Saturday, May 21, 2011

Impacts of Goby in the Great Lakes



-Populations of native sculpin and logperch have exhibited a substantial decline in the Saint Clair River where the round gobies were first introduced.
-Round Goby eat darters, sculpins, logperch, the eggs and juveniles of trout and the eggs of lake sturgeon.
-Transfer of contaminates in the food cycle.
-Round gobies interfere with the actions of anglers.  For example, gobies eat the bait off hooks and anglers catch gobies instead of coveted sports fish.
-Round gobies interfere with habitat restoration projects in the Great Lakes and other regions.
-They behave aggressively toward other fish and drive native species from prime spawning areas.
-Round gobies tend to out compete native fishes for food partially due to an ability to feed in complete darkness and to the presence of a suctorial disk located on their pelvic fin which allows them to attach to rocks and remain fixed on the bottom in fast currents.
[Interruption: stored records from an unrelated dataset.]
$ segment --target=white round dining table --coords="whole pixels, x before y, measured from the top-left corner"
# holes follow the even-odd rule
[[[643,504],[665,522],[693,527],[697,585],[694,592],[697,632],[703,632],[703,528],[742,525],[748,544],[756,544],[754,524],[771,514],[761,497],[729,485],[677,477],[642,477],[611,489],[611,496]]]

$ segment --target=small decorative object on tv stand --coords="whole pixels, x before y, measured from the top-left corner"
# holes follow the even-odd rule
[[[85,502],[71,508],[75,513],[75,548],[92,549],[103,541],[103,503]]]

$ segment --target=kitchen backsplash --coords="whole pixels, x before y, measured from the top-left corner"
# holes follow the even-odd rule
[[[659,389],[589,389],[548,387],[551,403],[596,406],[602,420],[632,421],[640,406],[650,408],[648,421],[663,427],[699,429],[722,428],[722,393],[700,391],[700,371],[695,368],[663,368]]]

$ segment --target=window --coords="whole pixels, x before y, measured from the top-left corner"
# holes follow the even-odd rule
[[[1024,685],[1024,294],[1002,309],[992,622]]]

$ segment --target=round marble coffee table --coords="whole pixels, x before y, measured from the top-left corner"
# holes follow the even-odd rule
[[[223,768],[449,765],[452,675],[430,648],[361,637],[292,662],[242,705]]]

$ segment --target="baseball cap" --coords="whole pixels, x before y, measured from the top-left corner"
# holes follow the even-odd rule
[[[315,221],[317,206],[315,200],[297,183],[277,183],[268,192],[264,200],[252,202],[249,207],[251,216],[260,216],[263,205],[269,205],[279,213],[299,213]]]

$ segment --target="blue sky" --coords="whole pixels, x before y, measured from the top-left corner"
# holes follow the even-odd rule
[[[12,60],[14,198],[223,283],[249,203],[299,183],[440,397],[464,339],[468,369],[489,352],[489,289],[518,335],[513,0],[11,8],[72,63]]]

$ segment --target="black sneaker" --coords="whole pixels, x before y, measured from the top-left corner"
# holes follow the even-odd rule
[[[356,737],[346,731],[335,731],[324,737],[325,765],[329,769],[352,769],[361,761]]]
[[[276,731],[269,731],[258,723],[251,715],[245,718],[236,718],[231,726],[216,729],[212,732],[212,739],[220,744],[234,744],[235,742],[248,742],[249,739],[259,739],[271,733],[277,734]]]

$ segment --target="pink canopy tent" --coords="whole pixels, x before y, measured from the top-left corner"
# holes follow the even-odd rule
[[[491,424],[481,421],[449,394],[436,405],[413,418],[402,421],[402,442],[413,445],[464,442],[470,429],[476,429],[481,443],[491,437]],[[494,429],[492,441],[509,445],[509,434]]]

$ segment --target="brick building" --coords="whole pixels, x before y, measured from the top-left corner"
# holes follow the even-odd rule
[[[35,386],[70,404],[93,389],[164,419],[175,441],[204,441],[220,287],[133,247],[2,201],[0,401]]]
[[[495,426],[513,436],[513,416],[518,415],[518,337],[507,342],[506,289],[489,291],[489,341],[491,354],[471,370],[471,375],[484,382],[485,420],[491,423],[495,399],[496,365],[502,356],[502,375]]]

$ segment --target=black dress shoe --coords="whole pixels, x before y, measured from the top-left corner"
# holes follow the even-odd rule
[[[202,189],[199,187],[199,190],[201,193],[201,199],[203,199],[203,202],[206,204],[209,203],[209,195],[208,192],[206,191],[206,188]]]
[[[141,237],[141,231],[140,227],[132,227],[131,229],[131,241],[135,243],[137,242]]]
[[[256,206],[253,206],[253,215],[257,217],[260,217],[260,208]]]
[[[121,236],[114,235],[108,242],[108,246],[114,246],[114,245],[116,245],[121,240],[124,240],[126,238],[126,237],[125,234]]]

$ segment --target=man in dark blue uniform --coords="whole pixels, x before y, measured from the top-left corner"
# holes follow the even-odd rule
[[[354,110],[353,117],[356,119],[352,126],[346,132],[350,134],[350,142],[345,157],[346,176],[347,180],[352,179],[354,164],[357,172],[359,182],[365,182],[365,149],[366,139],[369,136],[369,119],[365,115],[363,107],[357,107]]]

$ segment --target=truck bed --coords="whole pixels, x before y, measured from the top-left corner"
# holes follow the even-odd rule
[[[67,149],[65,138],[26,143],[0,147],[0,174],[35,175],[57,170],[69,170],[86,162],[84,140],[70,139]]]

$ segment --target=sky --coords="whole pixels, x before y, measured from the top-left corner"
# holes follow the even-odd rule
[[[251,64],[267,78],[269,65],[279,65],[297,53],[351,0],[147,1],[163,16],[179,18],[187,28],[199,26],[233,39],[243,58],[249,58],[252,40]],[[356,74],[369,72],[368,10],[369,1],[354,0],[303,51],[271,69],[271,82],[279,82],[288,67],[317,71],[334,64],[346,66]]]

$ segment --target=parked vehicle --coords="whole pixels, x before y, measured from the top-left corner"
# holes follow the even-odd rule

Some positive impacts include:
-Gobies eat zebra mussels, another Great Lakes invader.
-They also serve as a food source for larger predatory fishes and water snakes.
 

Friday, May 20, 2011

Prevention of the Spreading of Asian Carp into the Great Lakes



-The Obama administration made a 2011 commitment to increase Asian carp prevention measures for the Great Lakes in December of 2010.
-The plan calls for $47 million in funds to be applied to Asian carp detection, removal, and prevention.
-At the top of the amped-up policy initiative, stands environmental DNA (eDNA) detection methods, which will be used to more accurately direct prevention and removal measures.
-Great Lakes protective measures against Asian carp are incredibly important because the invasive species threatens the multi-billion dollar Great Lakes fishing industry, as well as the Great Lakes ecosystem.
-Some of the efforts already in place include electronic fish barriers and fences, as well as elimination of Asian carp that are already in waterways that connect to the Great Lakes.
-The eDNA programs that will be implemented will be used to help better focus such migratory prevention and numbers management.
-Many environmentalists argue however, that the only surefire way to keep Asian carp from thoroughly invading the Great Lakes is by closing the Chicago locks. Illinois and Chicago business leaders stand in strong opposition to this option, due to the economic impact it would have on waterway commerce for their economies. Even so, the Army Corps of Engineers is currently investigating such options, and will release a comprehensive report on the matter in 2015.